She said: YEEEEEEEE! STOP IT STOP IT STOP IT!
I said: Sophie, if we don't brush your hair, it will get so tangled that birds will come build their nests in it.
She said: I HATE YOU!!!!
I said: Well--then I guess we'd better go find you a new mommy. Let's get in the car. (She's sure to be in therapy for that one.)
She said: Is Santa real or pretend?
I said: Real baby.
She said: How do the reindeer fly?
I said: They eat magic oats.
She said: I want to go home!!
I said: This will only take a couple of minutes. (This conversation took place on our way into the UPS store. 40 minutes and $20 smacks later, we were done.)
She said: Cut off the crusts!
I said: The crusts will make you big and strong.
She said: I DON'T WANT TO GO TO BED!
I said: Santa's elves are watching, and they won't bring your Princess Talking Vanity if you don't lay down right now.
I think "good liar" should be part of a mom's job description. My mom told me lies--both white and black, ranging from, "If you keep pouting like that a little bird will come poop on your lip" to "Joseph Smith was a true prophet." The older Sophie gets, the more I seem to lie to her.
If you have kids, do you lie to them?
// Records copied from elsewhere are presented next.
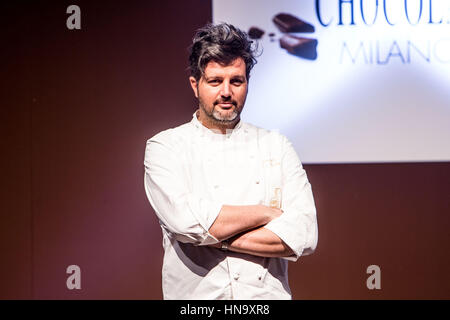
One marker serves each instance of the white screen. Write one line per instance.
(376, 92)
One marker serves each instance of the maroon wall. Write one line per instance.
(77, 109)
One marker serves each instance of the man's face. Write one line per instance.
(221, 92)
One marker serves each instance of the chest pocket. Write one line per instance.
(272, 171)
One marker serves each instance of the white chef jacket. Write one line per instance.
(190, 172)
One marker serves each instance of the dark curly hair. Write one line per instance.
(221, 43)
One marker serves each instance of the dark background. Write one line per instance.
(77, 108)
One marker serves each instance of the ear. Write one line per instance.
(194, 85)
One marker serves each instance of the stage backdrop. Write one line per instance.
(350, 81)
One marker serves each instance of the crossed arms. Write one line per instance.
(252, 229)
(243, 228)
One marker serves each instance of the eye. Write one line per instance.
(237, 82)
(214, 82)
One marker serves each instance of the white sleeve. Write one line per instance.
(185, 216)
(297, 226)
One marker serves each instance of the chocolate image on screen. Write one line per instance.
(301, 47)
(289, 23)
(255, 33)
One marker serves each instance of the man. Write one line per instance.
(233, 200)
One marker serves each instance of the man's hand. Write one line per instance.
(233, 220)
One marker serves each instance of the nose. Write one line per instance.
(225, 90)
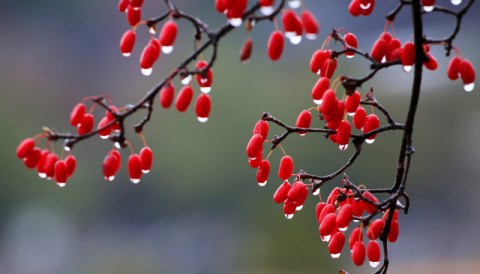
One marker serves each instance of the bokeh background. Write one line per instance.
(200, 210)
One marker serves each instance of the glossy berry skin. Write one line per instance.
(133, 16)
(184, 98)
(146, 157)
(135, 168)
(127, 42)
(286, 168)
(166, 95)
(246, 51)
(168, 33)
(71, 163)
(25, 148)
(261, 127)
(203, 106)
(263, 171)
(467, 72)
(452, 70)
(280, 195)
(255, 146)
(275, 45)
(358, 253)
(33, 158)
(303, 121)
(77, 114)
(86, 125)
(373, 251)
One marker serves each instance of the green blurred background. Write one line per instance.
(200, 210)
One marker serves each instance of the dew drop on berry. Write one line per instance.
(202, 119)
(205, 89)
(469, 87)
(428, 9)
(294, 4)
(147, 72)
(167, 49)
(236, 22)
(266, 10)
(186, 80)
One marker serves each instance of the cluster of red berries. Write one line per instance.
(334, 217)
(47, 163)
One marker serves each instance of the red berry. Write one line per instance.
(25, 148)
(336, 244)
(184, 98)
(246, 51)
(319, 89)
(146, 157)
(135, 168)
(262, 173)
(359, 118)
(275, 45)
(71, 165)
(303, 121)
(77, 114)
(86, 124)
(33, 158)
(371, 123)
(375, 229)
(358, 253)
(280, 195)
(61, 173)
(286, 168)
(133, 15)
(127, 42)
(255, 146)
(202, 107)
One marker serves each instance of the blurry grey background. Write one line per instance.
(200, 210)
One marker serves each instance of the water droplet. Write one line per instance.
(186, 80)
(428, 9)
(335, 256)
(296, 39)
(266, 10)
(365, 6)
(311, 36)
(236, 22)
(294, 4)
(469, 87)
(167, 50)
(147, 72)
(407, 68)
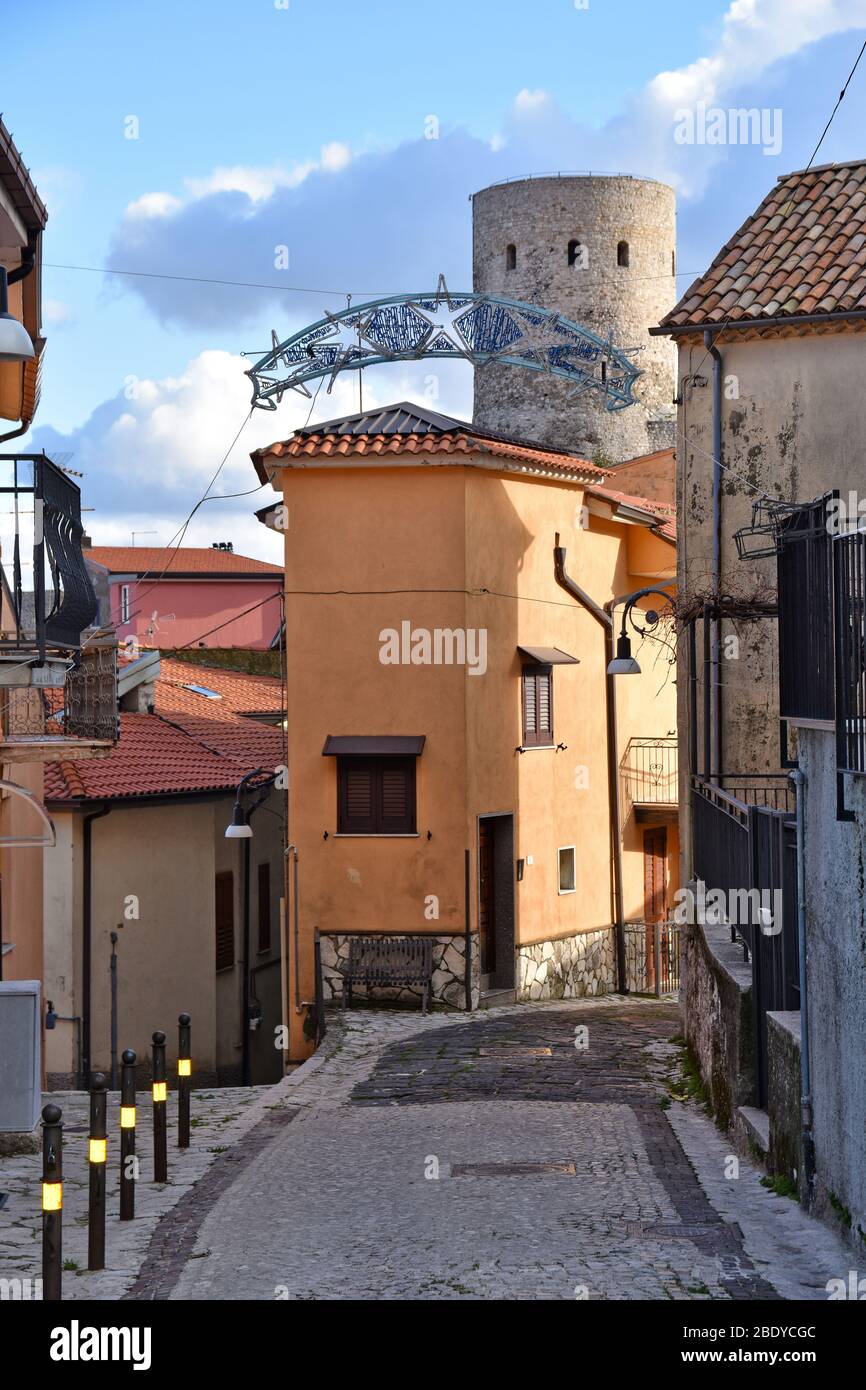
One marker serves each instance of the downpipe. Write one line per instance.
(805, 1105)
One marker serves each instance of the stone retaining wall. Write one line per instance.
(570, 968)
(448, 984)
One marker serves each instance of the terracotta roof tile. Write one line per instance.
(795, 255)
(152, 559)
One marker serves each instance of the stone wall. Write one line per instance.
(716, 995)
(540, 217)
(569, 968)
(783, 1096)
(448, 984)
(836, 980)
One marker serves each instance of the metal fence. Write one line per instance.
(42, 544)
(851, 652)
(748, 851)
(805, 613)
(652, 958)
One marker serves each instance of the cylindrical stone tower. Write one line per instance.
(601, 249)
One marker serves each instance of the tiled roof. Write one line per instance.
(239, 692)
(191, 744)
(663, 517)
(802, 252)
(153, 559)
(406, 428)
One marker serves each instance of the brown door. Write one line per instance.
(655, 894)
(487, 898)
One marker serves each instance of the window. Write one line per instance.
(537, 706)
(264, 906)
(376, 795)
(567, 881)
(224, 916)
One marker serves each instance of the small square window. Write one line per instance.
(566, 869)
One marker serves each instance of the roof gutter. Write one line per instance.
(779, 321)
(605, 619)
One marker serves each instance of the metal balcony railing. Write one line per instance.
(648, 772)
(47, 595)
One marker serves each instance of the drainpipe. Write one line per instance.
(716, 567)
(605, 620)
(808, 1139)
(86, 912)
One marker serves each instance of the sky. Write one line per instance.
(195, 139)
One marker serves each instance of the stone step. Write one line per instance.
(756, 1125)
(489, 998)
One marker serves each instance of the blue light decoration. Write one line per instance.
(477, 328)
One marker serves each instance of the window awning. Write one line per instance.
(377, 745)
(548, 656)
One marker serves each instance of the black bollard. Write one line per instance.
(96, 1157)
(160, 1093)
(128, 1134)
(52, 1203)
(184, 1077)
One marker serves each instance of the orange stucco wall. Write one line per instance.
(414, 540)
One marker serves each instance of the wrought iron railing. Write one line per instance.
(747, 849)
(84, 708)
(49, 598)
(648, 772)
(652, 957)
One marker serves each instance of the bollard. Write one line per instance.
(52, 1203)
(128, 1134)
(160, 1091)
(96, 1158)
(184, 1077)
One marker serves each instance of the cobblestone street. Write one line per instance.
(444, 1158)
(491, 1158)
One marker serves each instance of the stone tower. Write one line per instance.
(602, 250)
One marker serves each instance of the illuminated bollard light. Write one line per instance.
(97, 1146)
(184, 1077)
(160, 1096)
(128, 1164)
(52, 1203)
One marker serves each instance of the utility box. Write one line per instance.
(20, 1055)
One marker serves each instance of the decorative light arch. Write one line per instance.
(477, 328)
(28, 841)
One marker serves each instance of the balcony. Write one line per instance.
(648, 779)
(57, 676)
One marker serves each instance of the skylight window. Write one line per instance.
(203, 690)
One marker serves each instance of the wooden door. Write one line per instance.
(487, 898)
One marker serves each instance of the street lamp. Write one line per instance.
(14, 339)
(624, 663)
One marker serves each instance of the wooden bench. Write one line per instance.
(396, 961)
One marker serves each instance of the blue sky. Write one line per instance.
(303, 125)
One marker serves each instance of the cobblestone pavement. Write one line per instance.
(489, 1158)
(220, 1119)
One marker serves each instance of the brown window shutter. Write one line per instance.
(537, 705)
(224, 915)
(376, 795)
(264, 906)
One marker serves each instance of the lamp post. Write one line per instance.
(241, 829)
(624, 663)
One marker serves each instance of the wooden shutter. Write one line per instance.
(264, 906)
(398, 797)
(376, 795)
(224, 915)
(537, 705)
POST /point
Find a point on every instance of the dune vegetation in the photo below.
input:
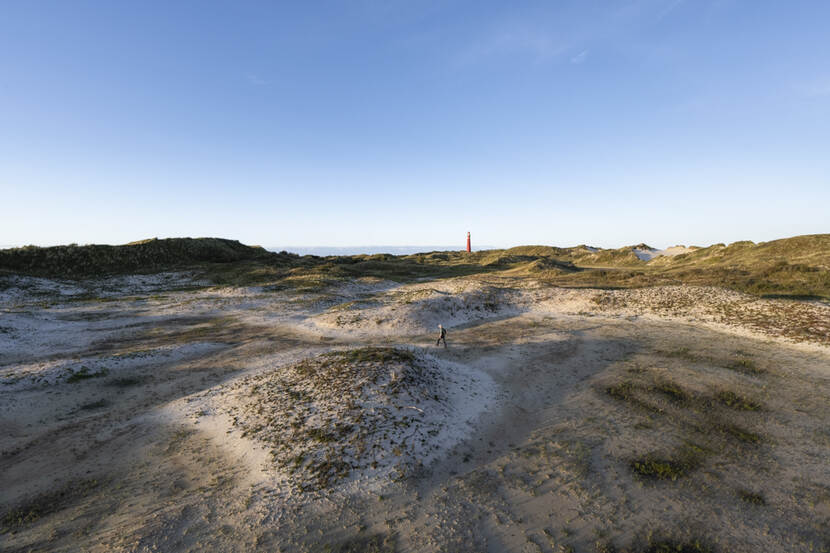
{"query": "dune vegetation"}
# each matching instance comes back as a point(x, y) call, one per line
point(797, 267)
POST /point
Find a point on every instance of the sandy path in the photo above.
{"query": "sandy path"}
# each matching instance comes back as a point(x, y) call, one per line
point(110, 463)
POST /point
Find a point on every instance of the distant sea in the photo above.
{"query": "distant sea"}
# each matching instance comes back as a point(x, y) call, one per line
point(369, 250)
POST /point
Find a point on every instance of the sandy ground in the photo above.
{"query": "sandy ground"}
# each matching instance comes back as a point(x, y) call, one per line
point(149, 414)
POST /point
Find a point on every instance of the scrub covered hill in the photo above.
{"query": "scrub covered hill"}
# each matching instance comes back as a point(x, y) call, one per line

Did your mom lie to you?
Today's best thing about being a mom:
So--we're driving around doing errands with my mom. Soph says to me, "You be an elf. I'll be Soph. You say--have you been a good girl?" So I do. She says, "Yes. Very very good." I say, "Well, I saw you squirting dish soap into Jimmy's water and all over your mom's kitchen floor." She says, "Can I talk to a new one?"
Today's worst thing about being a mom:
Shit--this being Santa thing is EXPENSIVE! I realized today that I forgot stocking stuffers. Sheesh.